“My, what interesting artwork,” you’re probably saying to yourself right about now. “Is it some sort of statement on censorship in the world today? Or an attempt to build anticipation for the vulgar music contained within?” Actually, neither. No, the artwork for this record was deemed too obscene by our editors, and thus you’ll have to make do without it. (Of course, if you’re really that curious you can always just head over to the Bandcamp page and see it for yourself).1 But let’s refrain from any ra ra “AMG has sold out and Communism is taking over” bullshit and just focus on the music. Because as it turns out, The Unchaste, the Profane, & the Wicked is actually a pretty decent record.
For those familiar with Gravehill, this should come as no surprise. Formed in 2001, this California quintet have made a career out of scorching assholes and taking names, with works like 2011’s When All Roads Lead to Hell and 2014’s Death Curse being particularly hard-hitting. Gravehill occupy that perfect niche between black, death, and thrash metal, that general “extreme metal” breed which is more about delivering killer riffs than being grimmer than thou. As such the closest comparison is probably a more melodic version of Goatwhore, though the group’s over-the-top demons n’ death obsession also brings to mind acts like Skeletonwitch or Nunslaughter. Furthering the Nunslaughter comparison, longtime vocalist ‘Mike Abominator’ even had the same “Evil Muppet”-style vocals as ‘slaughter’s ‘Don of the Dead,’ which created an endearing if somewhat cartoony vibe.

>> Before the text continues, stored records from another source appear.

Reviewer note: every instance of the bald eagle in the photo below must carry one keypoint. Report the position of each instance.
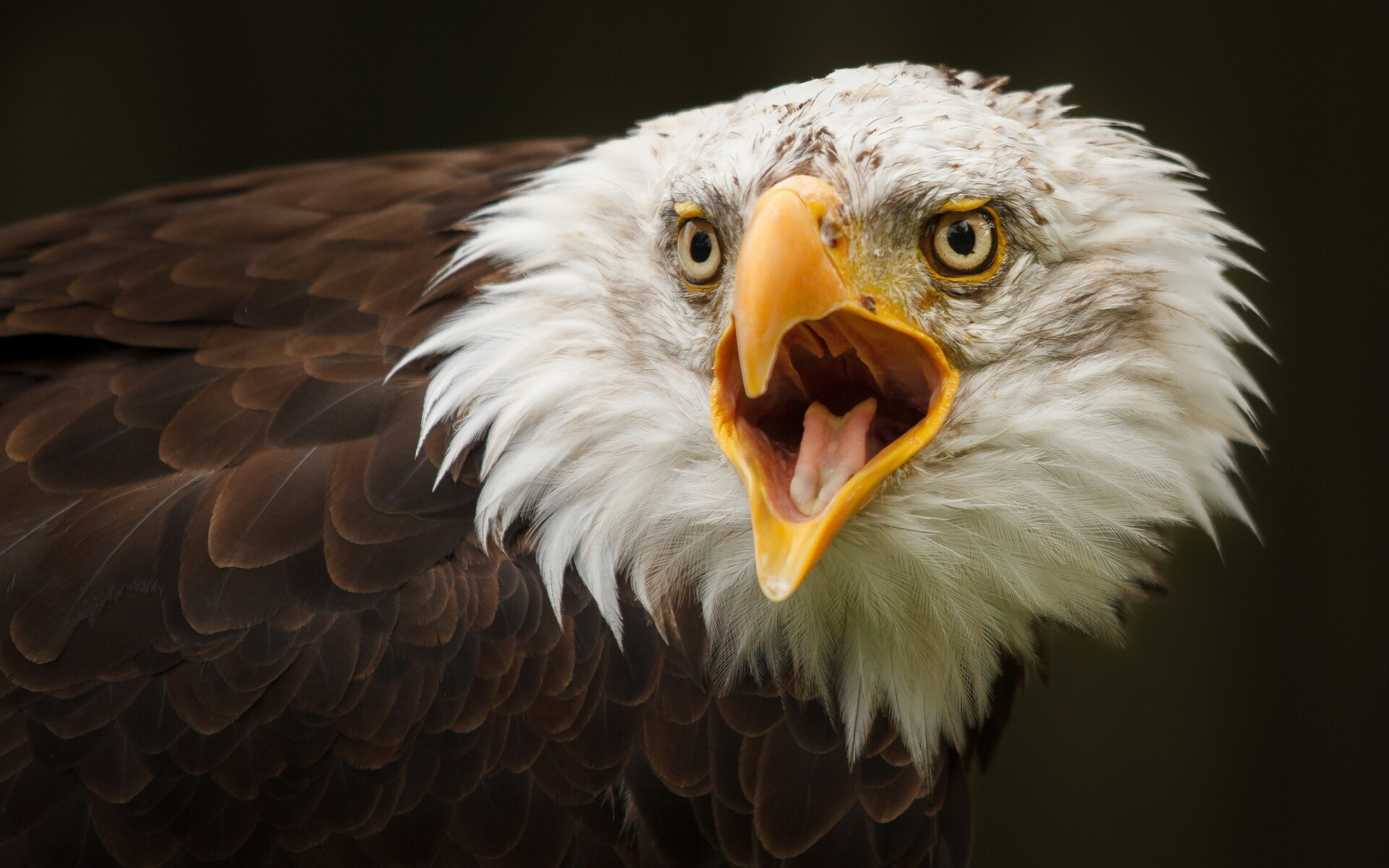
(685, 499)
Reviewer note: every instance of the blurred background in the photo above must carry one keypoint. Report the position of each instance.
(1244, 723)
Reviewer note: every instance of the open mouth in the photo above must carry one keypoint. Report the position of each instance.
(844, 391)
(823, 386)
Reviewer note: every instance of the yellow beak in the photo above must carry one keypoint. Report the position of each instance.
(791, 292)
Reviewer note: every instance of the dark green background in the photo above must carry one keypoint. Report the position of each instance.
(1244, 723)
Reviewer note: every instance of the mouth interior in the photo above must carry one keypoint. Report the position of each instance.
(842, 391)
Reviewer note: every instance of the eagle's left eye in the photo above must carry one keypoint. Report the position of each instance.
(963, 243)
(700, 253)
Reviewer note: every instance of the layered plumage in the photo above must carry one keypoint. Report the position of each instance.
(268, 606)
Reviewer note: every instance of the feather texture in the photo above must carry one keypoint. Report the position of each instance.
(250, 624)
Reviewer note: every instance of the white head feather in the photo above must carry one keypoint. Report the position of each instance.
(1099, 400)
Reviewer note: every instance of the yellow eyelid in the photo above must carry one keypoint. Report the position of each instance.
(966, 205)
(1001, 241)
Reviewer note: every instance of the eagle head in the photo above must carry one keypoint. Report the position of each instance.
(880, 371)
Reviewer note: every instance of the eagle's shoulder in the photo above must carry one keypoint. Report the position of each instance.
(243, 618)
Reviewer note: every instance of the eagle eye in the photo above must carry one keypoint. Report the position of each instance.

But with fourth full-length Unchaste, that’s changed. Mike Abominator is now out, replaced by former bassist ‘Corpse,’ who himself has been replaced by former guitarist ‘Bodybag Bob’ (who did a brief stint in Exhumed). Likewise new guitarist Eldehelm has joined the crew, replacing former axeman Christian La Rocca. Where does this cast of characters leave us? In a land somewhat rawer and more barbaric, it turns out. Opener “Bestial Genesis” begins with a Left Hand Path-style Entombed melody before kicking in with hammering drums and bashing chords that more closely resembles Sadistik Exekution’s style of blackened death metal than the riffy sound of Death Curse. It’s furious and relentless, and by the time that slicing tremolo hits about halfway through, any semblance of the band’s goofiness has been left skewered on the floor with a crucifix sticking out of its ass.

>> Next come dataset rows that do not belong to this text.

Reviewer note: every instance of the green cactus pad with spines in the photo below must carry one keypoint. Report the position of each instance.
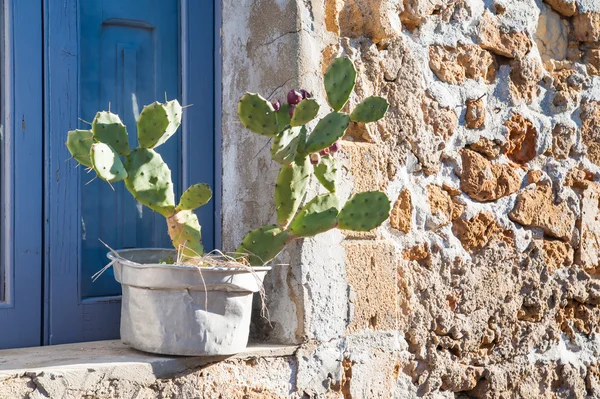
(301, 150)
(149, 180)
(290, 189)
(283, 117)
(108, 129)
(285, 145)
(305, 112)
(79, 143)
(106, 163)
(371, 109)
(185, 233)
(364, 212)
(258, 115)
(329, 130)
(263, 244)
(317, 216)
(158, 122)
(326, 172)
(194, 197)
(339, 82)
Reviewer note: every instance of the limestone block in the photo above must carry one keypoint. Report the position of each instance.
(401, 215)
(455, 65)
(475, 115)
(535, 207)
(566, 8)
(522, 136)
(551, 35)
(483, 180)
(587, 27)
(590, 129)
(371, 275)
(375, 19)
(501, 40)
(588, 254)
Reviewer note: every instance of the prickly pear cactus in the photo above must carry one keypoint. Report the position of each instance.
(290, 189)
(305, 112)
(194, 197)
(326, 172)
(106, 163)
(339, 82)
(263, 244)
(185, 233)
(158, 122)
(318, 216)
(108, 129)
(258, 115)
(145, 173)
(285, 144)
(284, 119)
(79, 143)
(328, 130)
(149, 180)
(371, 109)
(298, 151)
(364, 211)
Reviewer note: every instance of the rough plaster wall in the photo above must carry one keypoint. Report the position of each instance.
(485, 281)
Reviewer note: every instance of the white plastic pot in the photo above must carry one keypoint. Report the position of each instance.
(184, 310)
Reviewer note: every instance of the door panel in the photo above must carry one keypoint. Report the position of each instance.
(21, 174)
(126, 54)
(129, 58)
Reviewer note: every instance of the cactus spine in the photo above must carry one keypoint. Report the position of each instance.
(295, 149)
(146, 175)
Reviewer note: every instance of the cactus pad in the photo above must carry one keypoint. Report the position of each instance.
(305, 112)
(263, 244)
(329, 130)
(106, 163)
(185, 233)
(158, 122)
(326, 172)
(339, 82)
(79, 143)
(364, 211)
(108, 129)
(317, 216)
(283, 117)
(258, 115)
(292, 183)
(371, 109)
(194, 197)
(149, 180)
(285, 145)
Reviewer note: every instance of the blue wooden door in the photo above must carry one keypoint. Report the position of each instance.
(120, 54)
(129, 57)
(21, 195)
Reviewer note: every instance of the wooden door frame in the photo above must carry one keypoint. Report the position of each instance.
(84, 320)
(22, 150)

This is largely the case for the rest of Unchaste, though Gravehill have been around long enough to know the importance of mixing it up. Second track “Iron & Sulphur” slows things to a surging mid-tempo before throwing in a real motherfucking Crunchatize-Me-Captain of a riff, while follow-up “The Unchaste” quickly becomes an album highlight with its twirling verse riff and chanting chorus. Corpse’s mid-register roar sounds terrifically savage, and Eldehelm’s leads are a huge treat, with enough shred and whammy bar abuse to keep your inner air guitarist rocking all night and partying every day.

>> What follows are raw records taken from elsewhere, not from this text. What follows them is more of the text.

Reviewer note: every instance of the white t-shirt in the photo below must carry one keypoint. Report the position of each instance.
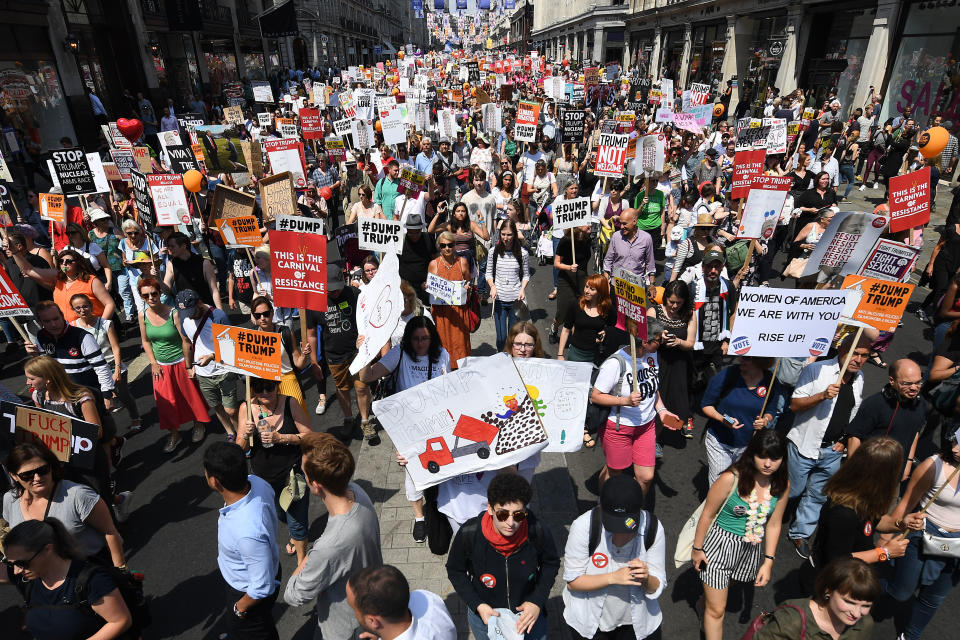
(648, 383)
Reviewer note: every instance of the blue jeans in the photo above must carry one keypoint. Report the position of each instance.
(539, 631)
(910, 573)
(807, 477)
(503, 319)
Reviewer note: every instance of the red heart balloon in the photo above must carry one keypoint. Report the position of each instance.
(132, 130)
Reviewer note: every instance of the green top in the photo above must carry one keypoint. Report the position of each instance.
(649, 215)
(165, 340)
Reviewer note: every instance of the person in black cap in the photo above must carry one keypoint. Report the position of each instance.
(614, 567)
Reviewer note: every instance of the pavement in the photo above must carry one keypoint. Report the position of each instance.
(171, 534)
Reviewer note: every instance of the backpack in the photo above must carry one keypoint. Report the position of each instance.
(131, 590)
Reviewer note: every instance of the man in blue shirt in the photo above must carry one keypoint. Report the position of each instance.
(247, 550)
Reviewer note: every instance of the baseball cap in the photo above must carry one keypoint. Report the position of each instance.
(187, 300)
(621, 504)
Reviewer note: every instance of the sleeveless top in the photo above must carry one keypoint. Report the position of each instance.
(64, 290)
(165, 340)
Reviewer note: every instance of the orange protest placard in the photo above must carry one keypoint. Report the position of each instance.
(881, 302)
(240, 232)
(247, 352)
(53, 207)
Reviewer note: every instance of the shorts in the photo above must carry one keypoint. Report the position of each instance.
(629, 446)
(344, 379)
(220, 390)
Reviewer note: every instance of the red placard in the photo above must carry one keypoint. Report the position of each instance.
(311, 126)
(747, 165)
(910, 200)
(298, 265)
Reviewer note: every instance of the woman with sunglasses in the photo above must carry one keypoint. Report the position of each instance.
(271, 434)
(452, 320)
(39, 491)
(176, 394)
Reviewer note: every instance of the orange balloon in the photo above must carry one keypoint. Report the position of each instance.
(192, 180)
(933, 141)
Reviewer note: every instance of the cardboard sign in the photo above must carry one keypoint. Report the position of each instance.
(631, 301)
(169, 199)
(11, 302)
(53, 207)
(764, 203)
(889, 260)
(71, 440)
(298, 264)
(477, 419)
(247, 351)
(747, 165)
(286, 155)
(788, 323)
(910, 200)
(240, 232)
(381, 235)
(300, 224)
(878, 303)
(571, 213)
(611, 155)
(73, 171)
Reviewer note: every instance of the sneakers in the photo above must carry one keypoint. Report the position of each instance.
(419, 531)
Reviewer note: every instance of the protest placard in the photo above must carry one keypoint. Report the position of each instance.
(764, 203)
(247, 351)
(475, 419)
(298, 265)
(787, 323)
(71, 440)
(631, 301)
(380, 235)
(889, 260)
(571, 213)
(910, 200)
(878, 303)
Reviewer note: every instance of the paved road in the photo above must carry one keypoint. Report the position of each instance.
(171, 535)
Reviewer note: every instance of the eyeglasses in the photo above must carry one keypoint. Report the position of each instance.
(518, 516)
(27, 476)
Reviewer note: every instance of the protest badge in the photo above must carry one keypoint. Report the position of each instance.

Sadly it’s not all fun and goats. While the more abusive sound isn’t bad, I do find myself missing the memorable riffs of Death Curse tracks like “Fear the Reaper,” which set a bar Unchaste never quite reaches. Likewise the frantic tempo gets a little repetitive, and the slight quality dip after the first three tracks is made all the more apparent when “Sabbatic Whore” rears its throwaway head. Fortunately the unpolished production suits things well, further promoting the newfound savagery while providing enough space for the pummeling drums and searing solos to ring clear. The guitar tone is also suitably loud and ragged, akin to getting whipped in the face by a pair of torn whitie tighties for 41 minutes.
In fact, while the sound has changed, my overall impression of Unchaste mirrors what I’d say about Gravehill as a whole: this is a fun, beer-swigging good time, a collection of failsafe songwriting and enjoyable riffs held back by a few somewhat forgettable ideas. Nonetheless moments like the melodic marching chug of late highlight “The Wicked” are a neck-snapping blast, and closer “D.I.E.” overcomes its sort-of-stupid title2 with crushing sludge riffs and an eerie Swedish-style melody that ties the album together well by mimicking the melody heard in the opener. It all combines to make Unchaste a rowdy and rollicking album that’s easy for any metalhead to blast and enjoy, even if that artwork is pretty fucking gross.